Just like every other photographer, Iceland has been right at the top of my travelling destination list for years.
I spent the early part of this year sipping iced coffees on the beach in Vietnam, so as soon as I landed back in the UK, I jumped straight onto my laptop and booked the Airbnb listing that I’ve had bookmarked for over a year.
This probably sounds like plain ignorance, but I definitely didn’t anticipate just how big Iceland is. Not just physical size, but how small it makes you feel.
In my head, it was just an island somewhere above Scotland. Easy peasy – let’s just rent a car and drive to Akureyri. How hard can it be?

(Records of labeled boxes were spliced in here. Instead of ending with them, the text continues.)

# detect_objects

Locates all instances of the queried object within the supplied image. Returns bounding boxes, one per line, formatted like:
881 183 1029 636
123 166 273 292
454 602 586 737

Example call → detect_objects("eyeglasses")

Including the 870km round trip from the airport to our accommodation, we ended up driving 1880km in 5 days through what felt like all four seasons.
Reykjavik to Hvítserkur
We wanted to make good progress, so we tried to limit the photography stops to only when nature called and a highly recommended detour to Hvítserkur.
Eventually abandoning Route 1 (Ring Road, Magic Circle etc.), we found Road 711 to Hvítserkur to be covered in rocks and loose gravel, meaning we couldn’t drive much faster than 50km/h the entire way. Well, we could have, although it did almost end our adventure before it had even started.

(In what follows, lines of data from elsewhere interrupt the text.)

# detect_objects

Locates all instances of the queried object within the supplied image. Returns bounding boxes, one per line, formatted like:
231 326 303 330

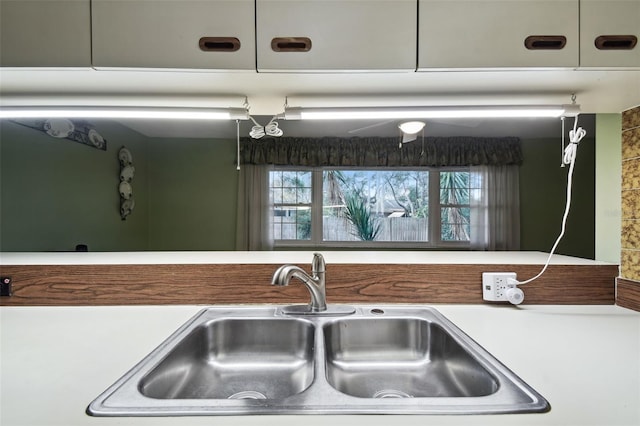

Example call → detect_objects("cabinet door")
256 0 417 71
418 0 578 69
0 0 91 67
580 0 640 68
91 0 255 70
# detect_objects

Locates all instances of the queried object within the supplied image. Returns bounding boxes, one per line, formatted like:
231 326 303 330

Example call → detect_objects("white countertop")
0 305 640 426
0 250 610 265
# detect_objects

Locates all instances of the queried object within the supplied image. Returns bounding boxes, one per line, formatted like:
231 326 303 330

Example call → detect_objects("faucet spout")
271 253 327 312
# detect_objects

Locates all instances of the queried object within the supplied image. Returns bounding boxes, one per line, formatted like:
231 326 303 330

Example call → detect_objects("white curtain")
469 166 520 250
236 164 273 250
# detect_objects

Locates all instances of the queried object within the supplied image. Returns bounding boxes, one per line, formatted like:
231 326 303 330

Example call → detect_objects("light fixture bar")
284 105 580 120
0 106 249 120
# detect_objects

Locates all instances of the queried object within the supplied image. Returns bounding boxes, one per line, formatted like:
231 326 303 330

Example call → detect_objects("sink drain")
373 389 413 398
227 391 267 399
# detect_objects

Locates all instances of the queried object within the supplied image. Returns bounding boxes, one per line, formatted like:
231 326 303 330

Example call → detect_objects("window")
269 168 473 247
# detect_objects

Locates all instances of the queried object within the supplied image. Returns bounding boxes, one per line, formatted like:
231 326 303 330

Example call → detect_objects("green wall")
0 120 147 251
149 139 238 250
520 135 595 259
0 116 595 258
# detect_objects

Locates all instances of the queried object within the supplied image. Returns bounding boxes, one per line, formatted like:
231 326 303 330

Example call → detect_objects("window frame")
269 166 471 250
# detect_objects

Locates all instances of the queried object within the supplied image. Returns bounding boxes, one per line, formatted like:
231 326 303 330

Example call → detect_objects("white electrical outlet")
482 272 517 302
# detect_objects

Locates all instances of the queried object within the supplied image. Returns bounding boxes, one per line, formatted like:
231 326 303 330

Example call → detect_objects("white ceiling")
115 114 595 139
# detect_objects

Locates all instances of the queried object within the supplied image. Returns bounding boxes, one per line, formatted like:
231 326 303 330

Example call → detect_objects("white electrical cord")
249 115 283 139
514 115 587 285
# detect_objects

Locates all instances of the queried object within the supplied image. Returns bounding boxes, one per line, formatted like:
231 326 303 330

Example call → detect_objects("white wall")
592 114 622 264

Iceland is a pretty windy place, and we happened to begin our Iceland adventure on one of the windiest days. Even normal sand hurts when it gets kicked up and hits your skin, but the sharp volcanic black sand at Hvítserkur was on all new levels as it hit us at 40mph. Ouchy.
Hvítserkur to Akureyri
We set off on what we thought would be the last 2 hour stretch to Akureyri, which ended up being more like 15 hours when we were treated to a nice little blizzard as we crossed the mountains into Akureyri – eventually turning back and staying the night in Varmahlíð before attempting the drive again in the morning with a bit more coffee in our systems.
Thankfully, there’s an awesome website called road.is which allowed us to keep an eye on the road conditions during the night and even watch the little snowplows drive back and forth.
Driving in convoy behind a Winnebago and in front of what seemed like the most impatient drivers in Iceland, we slowly but surely made our way over the mountains and back onto dry land.
Iceland is Pretty Cold
It was so bitterly cold that I had to shoot whilst wearing glove the entire time. This can usually be quite problematic, although the manual dials on my Fujifilm X-T2 made my life so much easier. No more miserably and blindly pressing every button on the camera and hoping for the best.
It’s safe to say that we didn’t do any more driving that day. We parked up, wandered in Akureyri and grabbed some much deserved food.